The Substation Love Letters Project was initiated in an effort to merge literature and graphic design, and for The Substation to connect with the community through new forms of literary art. Each year, 12 writers were invited to contribute a poem each, responding to a theme based on aspects of love. The poems were revealed one at a time, as monthly love letters, and were produced as a series of free, limited edition postcards and presented on a specially designed microsite. Curated by the poet, Cyril Wong, throughout all five series of postcards, the project was launched in 2010 and ended its run in July 2015.


The technique of letterpress is an antiquarian form of printing, once dominant for over 500 years, but is now, an artisanal method of putting word to paper. For this edition of The Substation Love Letters Project, it is apt that this technique is married with the finery of poetry and the romanticised form of the postcard, the love letter.

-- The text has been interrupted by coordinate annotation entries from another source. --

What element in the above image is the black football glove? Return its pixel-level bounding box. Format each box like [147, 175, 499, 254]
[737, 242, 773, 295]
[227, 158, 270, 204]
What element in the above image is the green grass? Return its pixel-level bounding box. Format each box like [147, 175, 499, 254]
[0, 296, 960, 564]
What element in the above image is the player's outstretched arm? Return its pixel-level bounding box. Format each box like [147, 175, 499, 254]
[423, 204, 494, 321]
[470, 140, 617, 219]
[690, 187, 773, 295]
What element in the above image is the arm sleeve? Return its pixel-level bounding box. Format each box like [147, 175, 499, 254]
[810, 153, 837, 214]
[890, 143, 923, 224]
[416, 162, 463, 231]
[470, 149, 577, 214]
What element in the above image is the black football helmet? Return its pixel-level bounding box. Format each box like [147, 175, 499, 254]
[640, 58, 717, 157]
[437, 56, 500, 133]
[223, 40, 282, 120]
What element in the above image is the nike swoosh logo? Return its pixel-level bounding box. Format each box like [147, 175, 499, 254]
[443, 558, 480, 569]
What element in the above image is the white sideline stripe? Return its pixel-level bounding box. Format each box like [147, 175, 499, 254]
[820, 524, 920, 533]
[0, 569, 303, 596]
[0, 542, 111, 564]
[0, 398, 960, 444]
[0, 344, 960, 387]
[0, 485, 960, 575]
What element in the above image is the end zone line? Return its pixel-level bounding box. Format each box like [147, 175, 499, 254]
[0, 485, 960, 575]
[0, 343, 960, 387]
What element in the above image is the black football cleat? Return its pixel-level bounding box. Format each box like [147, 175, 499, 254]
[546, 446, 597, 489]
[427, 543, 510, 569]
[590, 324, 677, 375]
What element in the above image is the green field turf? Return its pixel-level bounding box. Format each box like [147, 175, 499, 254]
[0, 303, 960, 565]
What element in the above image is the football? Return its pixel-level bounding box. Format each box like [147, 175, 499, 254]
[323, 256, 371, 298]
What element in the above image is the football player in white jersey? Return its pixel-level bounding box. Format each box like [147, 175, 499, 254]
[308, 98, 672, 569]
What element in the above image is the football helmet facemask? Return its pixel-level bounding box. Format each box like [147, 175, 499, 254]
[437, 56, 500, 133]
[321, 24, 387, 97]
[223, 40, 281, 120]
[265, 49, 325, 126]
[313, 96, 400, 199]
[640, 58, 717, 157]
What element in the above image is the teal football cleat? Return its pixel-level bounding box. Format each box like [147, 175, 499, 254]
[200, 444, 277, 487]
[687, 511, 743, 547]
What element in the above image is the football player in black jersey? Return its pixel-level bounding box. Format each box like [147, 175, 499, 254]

 With the help of Southeast Asia’s only traditional letterpress printing studio, Typesettingsg, a new poem – the final resolution to the many works that came before – is overprinted on cards from the past series of love letters. Each postcard is handprinted; as imperfect as it is unique, as timeworn as it is of the present times.



Silent keys beside a broken lock

inside a drawer

jutting forth like a past lover’s

jaw, filling with the unsaid

or echoes of something more;

the biggest room smells of sweat

if you press your cheek to the floor, that hypnotic scent

of bodies parting slowly after a dance;

if this building is empty, it isn’t

for long, as the wind slips in

with a surgeon’s precision

through another window hanging

open by its rusted hinges like a half-

closed wound; not empty,

but a plenitude, a relief, however

temporary, those beams

shivering discreetly across the ceiling

before the long day withdraws its fingers

of daylight from walls, stairs, worn

cheeks of cupboards and the floor

that might never relinquish its fragrances,

its ghosts and secrets still tanging the evening air.